The naïve division (used in many early computers) was to repeatedly:

- subtract divisor from current remainder (initially the numerator),
- Wait for carries to propagate (Where all the time goes in naïve implementations)
- If the result is negative:
- Retrieve the old remainder if available and otherwise recompute it by adding,
- record a 0 as a quotient bit.

- If the result is not negative record 1 as another quotient bit.
- Shift remainder and quotient left by one.

The **CDC 6600** did just about the same thing.
Being binary, it produced two quotient bits per clock (100 ns).

Each cycle **the Stretch (IBM 7030)** did a table lookup using several high order bits from each of the normalized remainder and divisor.
The result was an approximation of the next several bits of quotient.
I think that it was guaranteed to produce four bits of quotient each cycle (300 ns) but would take advantage of up to nine bits when luck prevailed.
It averaged about six bits per cycle.
Here is a recent paper on this algorithm.
It differs in some respects from what I remember but I will leave my recollections in place.
I can vouch for Dura Sweeney (the ‘S’ in ‘SRT’) being there during the design of the Stretch.

The **Illiac II** is rumored to have done non restoring division without performing carry assimilation each cycle.
In other words the running remainder was expressed redundantly.
I know no other details (not even these!).
It seems that they could have done carry assimilation on say the top ten bits so as to see farther ahead.
(Wikipedia says that the Illiac II divide was designed by Robertson who co-invented the SRT division algorithm.
This fits my rumor.)

The **IBM/360 model 91** did a table look up on the high bits of the divisor at the beginning of the divide.
This provided a few bits, n, of approximation to the reciprocal of the divisor.
Numerator and denominator were multiplied by this so that the divisor of the resulting division problem would be close to one.
This makes guessing quotient bits trivial.
(divide 3.141593 by .999543.) This resulted in a quotient that might be one off.
This was documented.
See this.

The Motorola AltiVec architecture uses this scheme.

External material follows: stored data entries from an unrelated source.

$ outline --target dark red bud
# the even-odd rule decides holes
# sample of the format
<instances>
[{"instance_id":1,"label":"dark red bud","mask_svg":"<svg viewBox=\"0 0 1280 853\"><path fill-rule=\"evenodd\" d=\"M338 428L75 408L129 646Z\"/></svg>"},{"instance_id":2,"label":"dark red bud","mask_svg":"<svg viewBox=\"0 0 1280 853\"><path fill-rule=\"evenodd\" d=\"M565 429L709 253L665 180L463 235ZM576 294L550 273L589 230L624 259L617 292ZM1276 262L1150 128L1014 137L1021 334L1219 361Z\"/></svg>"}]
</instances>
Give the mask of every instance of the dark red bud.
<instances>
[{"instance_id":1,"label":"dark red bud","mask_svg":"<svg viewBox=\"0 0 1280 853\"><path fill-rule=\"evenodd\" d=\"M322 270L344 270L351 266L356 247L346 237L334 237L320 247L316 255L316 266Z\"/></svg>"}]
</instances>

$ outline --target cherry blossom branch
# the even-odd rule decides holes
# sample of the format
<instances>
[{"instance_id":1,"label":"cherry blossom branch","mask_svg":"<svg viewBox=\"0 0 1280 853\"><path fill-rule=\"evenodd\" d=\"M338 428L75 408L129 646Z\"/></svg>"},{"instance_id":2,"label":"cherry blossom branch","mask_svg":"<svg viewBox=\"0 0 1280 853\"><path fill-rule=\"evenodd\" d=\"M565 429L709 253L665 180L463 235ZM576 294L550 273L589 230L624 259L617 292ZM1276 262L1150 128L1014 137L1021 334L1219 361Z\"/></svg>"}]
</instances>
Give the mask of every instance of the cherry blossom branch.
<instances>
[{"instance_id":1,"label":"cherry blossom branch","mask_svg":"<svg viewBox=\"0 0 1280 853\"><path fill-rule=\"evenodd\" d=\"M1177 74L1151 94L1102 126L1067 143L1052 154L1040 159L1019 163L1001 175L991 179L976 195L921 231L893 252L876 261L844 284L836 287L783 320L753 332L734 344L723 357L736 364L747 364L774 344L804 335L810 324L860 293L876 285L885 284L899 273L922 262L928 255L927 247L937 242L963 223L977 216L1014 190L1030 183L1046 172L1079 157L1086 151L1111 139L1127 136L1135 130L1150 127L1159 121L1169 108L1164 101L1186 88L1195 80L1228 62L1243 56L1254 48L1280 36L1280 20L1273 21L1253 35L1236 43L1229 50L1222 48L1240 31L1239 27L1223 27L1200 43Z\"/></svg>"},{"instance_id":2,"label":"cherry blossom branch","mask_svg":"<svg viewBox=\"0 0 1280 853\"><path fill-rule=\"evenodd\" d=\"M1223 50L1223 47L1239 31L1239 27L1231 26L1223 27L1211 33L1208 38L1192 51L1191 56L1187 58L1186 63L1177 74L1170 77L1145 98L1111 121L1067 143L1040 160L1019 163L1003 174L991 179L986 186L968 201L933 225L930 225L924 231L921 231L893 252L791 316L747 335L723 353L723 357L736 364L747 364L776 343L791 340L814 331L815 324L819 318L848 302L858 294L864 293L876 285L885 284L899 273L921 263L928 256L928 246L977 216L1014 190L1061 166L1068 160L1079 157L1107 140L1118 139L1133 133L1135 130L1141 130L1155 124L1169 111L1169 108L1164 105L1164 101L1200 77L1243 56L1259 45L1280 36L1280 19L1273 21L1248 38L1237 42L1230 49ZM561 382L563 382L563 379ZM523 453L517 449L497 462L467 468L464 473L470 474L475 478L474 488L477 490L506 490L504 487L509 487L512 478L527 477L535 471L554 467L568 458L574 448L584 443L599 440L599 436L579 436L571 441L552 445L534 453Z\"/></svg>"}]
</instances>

I would guess that the **Pentium** used tables like the 195.
I have heard that the problem was tracked down to an error when someone cut and pasted some table from an earlier design.
I now (2006) have better information.
There was a proof that the division algorithm was correct.
This was an excuse not the check that part of the design as carefully as they might have.
It seems no one read the proof carefully.
After the error was discovered, they found the bug in the proof.